The couple hasn’t spoken by phone in the four months since Griner’s arrest in Russia on drug-related charges. That was to have changed Saturday, when a long-awaited call was to have finally taken place. But the day came and went without any contact, leaving an anguished Cherelle Griner to wonder what went wrong and to suspect at least initially that Russian authoritie­s had thwarted the call.

On Monday, she said she learned from her wife’s lawyers a more distressin­g truth: Brittney Griner had actually tried to call 11 times over a period of several hours, dialing a number she’d been given at the U.S. embassy in Moscow, which the couple had been told would then patch the call through to Cherelle Griner in Phoenix. But each time, the call went unanswered because the desk at the embassy where the phone rang was unstaffed on Saturday.

“I was distraught. I was hurt. I was done, fed up,” Cherelle Griner told The AP.

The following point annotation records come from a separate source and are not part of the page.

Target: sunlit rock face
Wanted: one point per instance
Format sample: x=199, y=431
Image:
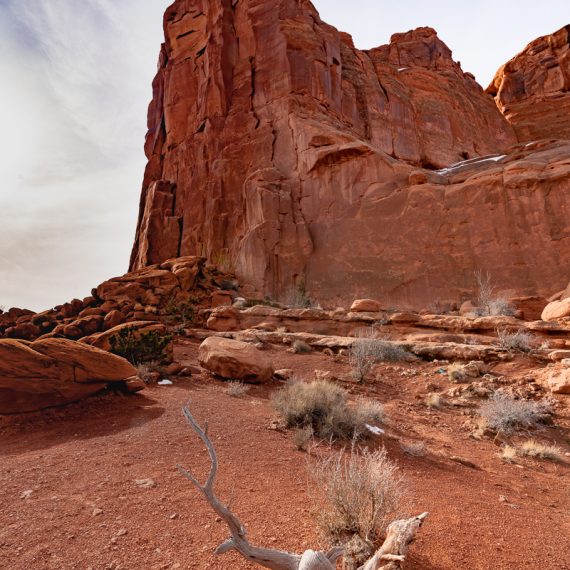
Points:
x=280, y=151
x=533, y=89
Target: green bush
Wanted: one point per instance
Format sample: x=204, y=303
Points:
x=181, y=311
x=140, y=347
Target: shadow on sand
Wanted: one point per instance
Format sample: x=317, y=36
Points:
x=94, y=417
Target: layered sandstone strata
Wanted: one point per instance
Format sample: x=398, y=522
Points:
x=279, y=150
x=533, y=89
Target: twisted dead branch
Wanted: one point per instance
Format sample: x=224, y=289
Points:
x=400, y=533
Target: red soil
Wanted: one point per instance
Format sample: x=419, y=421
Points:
x=88, y=456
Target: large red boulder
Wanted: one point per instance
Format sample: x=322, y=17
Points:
x=53, y=372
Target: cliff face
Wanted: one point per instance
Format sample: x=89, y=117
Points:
x=280, y=151
x=533, y=89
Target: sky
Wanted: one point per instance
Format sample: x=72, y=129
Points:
x=76, y=83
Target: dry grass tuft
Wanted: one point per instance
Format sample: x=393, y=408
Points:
x=505, y=414
x=508, y=453
x=302, y=438
x=532, y=448
x=515, y=341
x=323, y=406
x=356, y=495
x=236, y=389
x=415, y=449
x=367, y=350
x=148, y=372
x=456, y=372
x=301, y=347
x=435, y=401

The experience has further exacerbate­d already simmering frustratio­ns about the U.S. government’s response to her wife’s case. U.S. officials have repeatedly said they’re working behind the scenes to get the two-time Olympian home from Russia and consider her case a top priority. But Cherelle Griner said she remains “very pissed” by the snafu, especially since the call had been on the schedule for two weeks and yet no one warned her during that time that it might be logistical­ly impossible because of the weekend.

The State Department said it was aware of the issue and was looking into it. Cherelle Griner said a contact in the U.S. government had apologized to her. She’s since learned that the one number Brittney Griner had been told to dial typically processes calls from prisoners Mondays through Fridays but not weekends.

College basketball: Darius Lee, a 21-yearold senior guard/forward at Houston Baptist, was killed and eight other people were wounded in an early-morning shooting at a gathering in New York. Lee grew up in Harlem, attended St. Raymond High School for Boys in the Bronx and was back home for summer break. He was scheduled to graduate in December with a bachelor’s degree in sports management. Lee was recently named the university’s male student-athlete of the year. He led the team in scoring and rebounding last season, and finished sixth in the nation in steals per game, earning a second team All-Southland Conference selection.

NBA: An emergency protective order filed last month against veteran PG Rajon Rondo in Louisville, Kentucky, was dismissed. The protective order, which was filed against Rondo by a woman on May 13, was dismissed on Thursday after the “parties reached an agreement,” according to the document obtained by ESPN.

NHL: The Stars were close to an agreement with Peter DeBoer to make him their next coach, according to reports. DeBoer, 54, was fired by the Golden Knights last month.